New monitoring parameters are introduced in DB2 V10.5 for HADR. These hold good for both ESE and pS environment.We discuss a few of them in this blog.
A heartbeat is sent from Primary to Standby and visa-versa in an DB2 HADR setup. This heartbeat is used by both primary and standby to check if the other database is up and running. The following monitoring elements related to heartbeat are introduced in DB2 V10.5:
Number of heartbeat messages not received on time on this log stream, accumulated since database startup on the local member. This number should be viewed relative to HEARTBEAT_EXPECTED. For example, 100 missed heartbeats indicate network problem with HEARTBEAT_EXPECTED at 1000 (10% miss rate), but not (or less) a problem with HEARTBEAT_EXPECTED at 10000 (1% miss rate).
It is the interval between two heartbeats. Very short HEARTBEAT_INTERVAL (as the result of short HADR_TIMEOUT,) can result in false alarm on heartbeat missed.
Number of heartbeat messages expected on this log stream, accumulated since database startup on the local member.

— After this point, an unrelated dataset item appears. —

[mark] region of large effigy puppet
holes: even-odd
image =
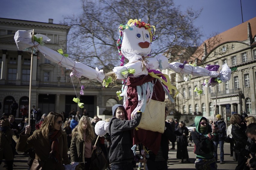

Together with HEARTBEAT_MISSED field, you can determine health of network in any given time duration.
We know HADR_TIMEOUT parameter specifies the time (in seconds) that the high availability disaster recovery (HADR) process waits before considering a communication attempt to have failed.
So if HADR_TIMEOUT = 40 then HEARTBEAT_INTERVAL is calculated as HADR_TIMEOUT/4 = 10
The recommended value for HADR_TIMEOUT is 120 seconds. In this case the HEARTBEAT_INTERVAL would be 30 seconds. Depending on the network speed, you can decide to increase the HADR_TIMEOUT value for slower network speeds.
Following screenshot shows these values under db2pd -hadr output
From the above output we see that the HEARTBEAT_INTERVAL is 10 seconds.
From the time database is activated , 4 heartbeats are missed out of the 10 expected.
So nearly 40% heartbeat misses. This gives us some clue that there can be some issue with the network.
The parameters HEARTBEAT_MISSED,HEARTBEAT_EXPECTED get reset at following conditions :
1. Stop and start hadr, Deactivate and activate db on primary -- > this will reset the values on primary only
2. Deactivate and activate db on standby --> this will reset the values on standby only
3. Graceful takeover on standby --> In non-pureScale environment its not reset on primary but in pureScale environment the values are reset on primary because DB on primary is bounced as part of graceful takeover. On standby these values are not reset.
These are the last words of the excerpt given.